Elasticsearch Scoring Changes In Action

January 15, 2020

For the ones started their journey with Elasticsearch before version 5.x sometimes upgrading to the newer versions like 6.x or 7.x bring many challenges. From data type changes to the index structure changes and deprecations, from Transport to REST client and so one. One of those changes that would influence your system, is the scoring algorithm evolution. In this blog, we demonstrate the impact on relevance and scoring if the Elasticsearch changes its algorithms under the hood between major versions. We will show it practically, using a small dataset. If the scoring feature of Elasticsearch is used in your solution and you want to perform an Elasticsearch migration, investigating the impact of these changes would be a part of whole migration process. Otherwise, after a big migration effort may not get satisfied with the result appearing on the first page. In the matter of Similarity, we could find some articles in mimacom blog. Already Rocco Schulz has talked how to store embedded words (or any other vectorized information) into Elasticsearch and then use the script-score (cosine function) to calculate the score of documents. Also, Vinh Nguyên explained the default similarity algorithm since Elasticsearch 5 Okapi BM25 in detail.

What we have in our LAB

In this section, the material utilized in our experiments will be explained. The Elasticsearch versions and APIs, developed clients for reading information from Elasticsearch as well as our dataset employed in the experiments.

Elasticsearch versions

We have selected three versions of Elasticsearch each representing their major versions. I have experienced those differences we are going to talk about, in a recent real project with the following versions of Elasticsearch and that is the reason, I decided to use them in this blog as well.
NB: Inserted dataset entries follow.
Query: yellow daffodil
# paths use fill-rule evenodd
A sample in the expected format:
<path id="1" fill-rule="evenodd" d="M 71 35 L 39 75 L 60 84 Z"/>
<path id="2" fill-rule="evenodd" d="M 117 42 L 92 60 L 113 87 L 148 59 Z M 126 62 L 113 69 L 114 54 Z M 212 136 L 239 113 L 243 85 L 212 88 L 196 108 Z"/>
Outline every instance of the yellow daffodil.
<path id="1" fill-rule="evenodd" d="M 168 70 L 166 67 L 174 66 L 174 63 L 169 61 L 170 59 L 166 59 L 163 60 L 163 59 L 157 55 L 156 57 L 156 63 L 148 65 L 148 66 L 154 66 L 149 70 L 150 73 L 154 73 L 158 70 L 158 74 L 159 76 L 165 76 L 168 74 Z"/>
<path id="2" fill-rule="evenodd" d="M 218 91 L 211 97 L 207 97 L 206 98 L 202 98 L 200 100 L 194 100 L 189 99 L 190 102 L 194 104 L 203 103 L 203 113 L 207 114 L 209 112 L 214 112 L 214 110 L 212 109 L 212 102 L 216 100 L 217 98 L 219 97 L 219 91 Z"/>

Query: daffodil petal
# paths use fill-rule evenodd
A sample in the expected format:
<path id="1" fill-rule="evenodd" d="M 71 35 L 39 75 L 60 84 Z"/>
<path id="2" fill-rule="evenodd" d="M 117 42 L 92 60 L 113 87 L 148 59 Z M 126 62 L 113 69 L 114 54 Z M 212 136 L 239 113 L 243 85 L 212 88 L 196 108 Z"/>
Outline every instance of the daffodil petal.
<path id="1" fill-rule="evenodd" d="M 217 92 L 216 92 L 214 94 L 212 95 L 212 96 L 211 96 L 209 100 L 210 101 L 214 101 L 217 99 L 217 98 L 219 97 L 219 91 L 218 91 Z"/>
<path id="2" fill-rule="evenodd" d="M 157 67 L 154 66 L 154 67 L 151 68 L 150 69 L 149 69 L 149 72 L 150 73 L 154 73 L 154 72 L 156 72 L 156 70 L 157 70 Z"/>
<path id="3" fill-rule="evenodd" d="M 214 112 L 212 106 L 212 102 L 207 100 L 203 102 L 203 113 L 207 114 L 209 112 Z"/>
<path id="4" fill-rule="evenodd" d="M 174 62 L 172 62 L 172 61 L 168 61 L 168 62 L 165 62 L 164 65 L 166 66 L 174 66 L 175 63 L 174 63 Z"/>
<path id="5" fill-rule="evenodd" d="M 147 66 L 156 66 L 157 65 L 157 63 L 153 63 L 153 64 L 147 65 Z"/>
Our tooling in this experiment

{
    "_index" : "term-data-22",
    "_type" : "_doc",
    "_id" : "4",
    "_score" : 1.0,
    "_source" : {
      "term" : "documents",
      "docFreq" : 4,
      "totalTermFreq" : 4,
      "averageScore" : 4.0056825
    }
}

Dataset

The dataset is a simple copy of 100 lines of Elasticsearch documentation. It is ingested into the mentioned versions of Elasticsearch with the aid of Logstash. The field containing the data is called “text”. A sample document looks like below.

"_source" : {
              "id" : "1"
              "text" : "A similarity (scoring / ranking model) defines how matching documents are scored. Similarity is",
            }

Dataset is accessible in this GitHub repository

To be able to show differences and design experiments with term combinations (for coordination factor removal) first we will explore some insights about our dataset. To that end, we will use the mentioned client to read from all three versions and establish a new index for each. Then using Kibana to visualize the statistics.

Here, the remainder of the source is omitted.